Tierra de nadie

Sé que sé

Escudo del CNI en una bandera de la sede del centro de inteligencia.

Escudo del CNI en una bandera de la sede del centro de inteligencia.

Juan José Millás

Juan José Millás

Al bajar las escaleras del metro en dirección a mi andén me di cuenta de que un tipo seguía disimuladamente a otro. Los dos eran de mediana edad, delgados, uno de ellos vestido con ropas deportivas; el otro, como si trabajara en una compañía de seguros. El perseguidor era este último. Cogieron el mismo tren que yo, de modo que pude observarlos a gusto y montarme historias sobre si el primero sería un marido infiel y el segundo un detective privado, o si aquel un agente ruso y este un espía del CNI. Me dio lástima quedarme ahí, como si no hubiera más posibilidades, pero estas son las que nos han servido el cine y las novelas y a ellas nos atenemos dócilmente.

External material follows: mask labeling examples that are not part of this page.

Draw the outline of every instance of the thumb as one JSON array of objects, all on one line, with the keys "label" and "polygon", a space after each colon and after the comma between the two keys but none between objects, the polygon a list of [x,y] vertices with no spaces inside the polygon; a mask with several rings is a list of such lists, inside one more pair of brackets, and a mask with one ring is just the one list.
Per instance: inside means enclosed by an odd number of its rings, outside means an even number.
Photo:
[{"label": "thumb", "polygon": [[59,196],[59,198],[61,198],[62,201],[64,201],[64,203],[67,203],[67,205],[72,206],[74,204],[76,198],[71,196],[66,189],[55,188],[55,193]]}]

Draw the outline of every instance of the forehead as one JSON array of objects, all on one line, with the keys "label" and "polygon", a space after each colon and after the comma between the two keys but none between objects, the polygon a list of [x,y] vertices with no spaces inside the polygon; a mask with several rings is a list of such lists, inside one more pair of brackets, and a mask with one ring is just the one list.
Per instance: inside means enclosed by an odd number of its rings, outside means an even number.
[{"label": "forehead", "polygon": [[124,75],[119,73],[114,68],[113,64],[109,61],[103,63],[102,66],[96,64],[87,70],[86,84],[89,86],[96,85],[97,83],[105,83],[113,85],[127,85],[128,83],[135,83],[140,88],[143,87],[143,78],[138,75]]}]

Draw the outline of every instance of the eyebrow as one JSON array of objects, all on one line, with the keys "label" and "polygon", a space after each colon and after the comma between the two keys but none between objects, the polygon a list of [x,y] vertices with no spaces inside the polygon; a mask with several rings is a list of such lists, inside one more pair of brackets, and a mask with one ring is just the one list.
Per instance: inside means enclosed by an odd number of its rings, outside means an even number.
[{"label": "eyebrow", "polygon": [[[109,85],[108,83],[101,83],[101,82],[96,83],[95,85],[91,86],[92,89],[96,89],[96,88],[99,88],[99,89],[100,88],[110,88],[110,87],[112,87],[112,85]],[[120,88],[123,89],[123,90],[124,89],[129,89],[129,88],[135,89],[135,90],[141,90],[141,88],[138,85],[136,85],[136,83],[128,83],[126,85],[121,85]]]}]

Al poco, detecté en el perseguido un movimiento de inquietud. Me pregunté si sospechaba que estaba sometido a vigilancia, pero luego, en una observación más cuidadosa, advertí que su cautela tenía que ver con el hecho de que él, a su vez, seguía a una mujer, también de mediana de edad, muy arreglada, en la que yo no había reparado hasta el momento. Me pregunté si todos, en aquel vagón, formábamos una cadena de perseguidos y de perseguidores, por lo que miré en derredor y descubrí a un tipo que volvió la cara cuando nuestras miradas estaban a punto de cruzarse. Este, el que daba la impresión de seguirme a mí, era el más joven de todos y llevaba una sudadera con capucha.

Curiosamente, los cuatro nos bajamos en Gran Vía y prácticamente en fila. Pero me metí en el edificio de la radio, donde tenía una reunión de trabajo a la que llegaba con retraso, y no pude averiguar en qué habría terminado la cosa de haber tenido libre la mañana. De todos modos, no dejé de pensar en ello el resto del día. Me dio la impresión de que había tropezado con una de las hebras que componen el tejido de la realidad. Una hebra desde la que era imposible reconstruir toda la malla sobre la que se sostiene el mundo. Me juré estar más atento a los mensajes del exterior, pues suelo ir bastante ensimismado y me pierdo a veces lo mejor. Se lo dije esa misma tarde a mi psicoanalista:

-Sé que sé, pero no sé qué es lo que sé.

-¿Se trata de una adivinanza? -preguntó ella.

-Un enigma -respondí-, y estuvimos dándole vueltas al asunto toda la sesión (50 minutos: 70 euros. Otro misterio).